V_{o} = g_{m} V_{gs}(R_{S} || R_{L} || r_{o})

Also

V_{i} = V_{gs} + V_{o}

or

V_{gs} = V_{i} − V_{o}

Therefore, the output voltage is

V_{o} = g_{m}(V_{i} − V_{o})(R_{S} || R_{L} || r_{o})

The small-signal voltage gain becomes

A_{v} = \frac{V_{o}}{V_{i}} = \frac{g_{m} (R_{S} || R_{L} || r_{o})}{1 + g_{m}(R_{S} || R_{L} || r_{o})}

As a first approximation, assume r_{o} is sufficiently large for the effect of r_{o} to be neglected.

The transconductance is

g_{m} = \frac{2 I_{DSS}}{(−V_{P})} \left(1 − \frac{V_{GS}}{V_{P}} \right) = \frac{2(12)}{4} \left(1 − \frac{V_{GS}}{(−4)} \right)
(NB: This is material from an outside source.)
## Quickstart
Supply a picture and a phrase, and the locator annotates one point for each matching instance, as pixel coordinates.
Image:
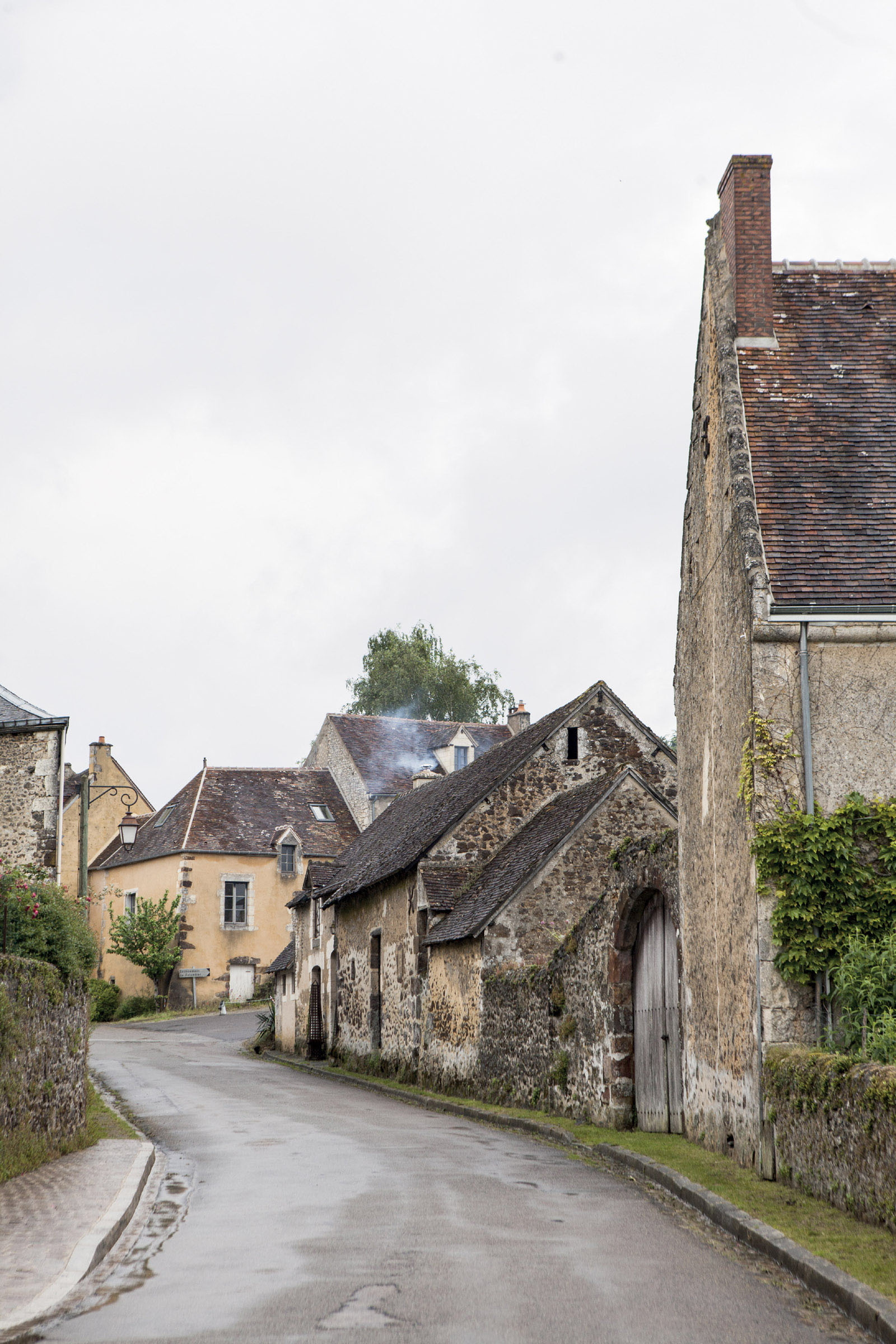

If we pick a nominal transconductance value of g_{m} = 2 mA/V, then V_{GS} = −2.67 V and the quiescent drain current is

I_{DQ} = I_{DSS} \left(1 − \frac{V_{GS}}{V_{P}} \right)^{2} = (12) \left(1 − \frac{(−2.67)}{(−4)} \right)^{2} = 1.335 mA

The value of R_{S} is then determined from

R_{S} = \frac{−V_{GS} − (−10)}{I_{DQ}} = \frac{2.67 + 10}{1.335} = 9.49 k \Omega

Also, the value of r_{o} is

r_{o} = \frac{1}{λ I_{DQ}} = \frac{1}{(0.01)(1.335)} = 74.9 k \Omega

The small-signal voltage gain, including the effect of r_{o}, is

A_{v} = \frac{g_{m} (R_{S} || R_{L} || r_{o})}{1 + g_{m}(R_{S} || R_{L} || r_{o})} = \frac{(2)(9.49||10||74.9)}{1 + (2)(9.49||10||74.9)} = 0.902

Comment: This particular design meets the design criteria, but the solution is not unique.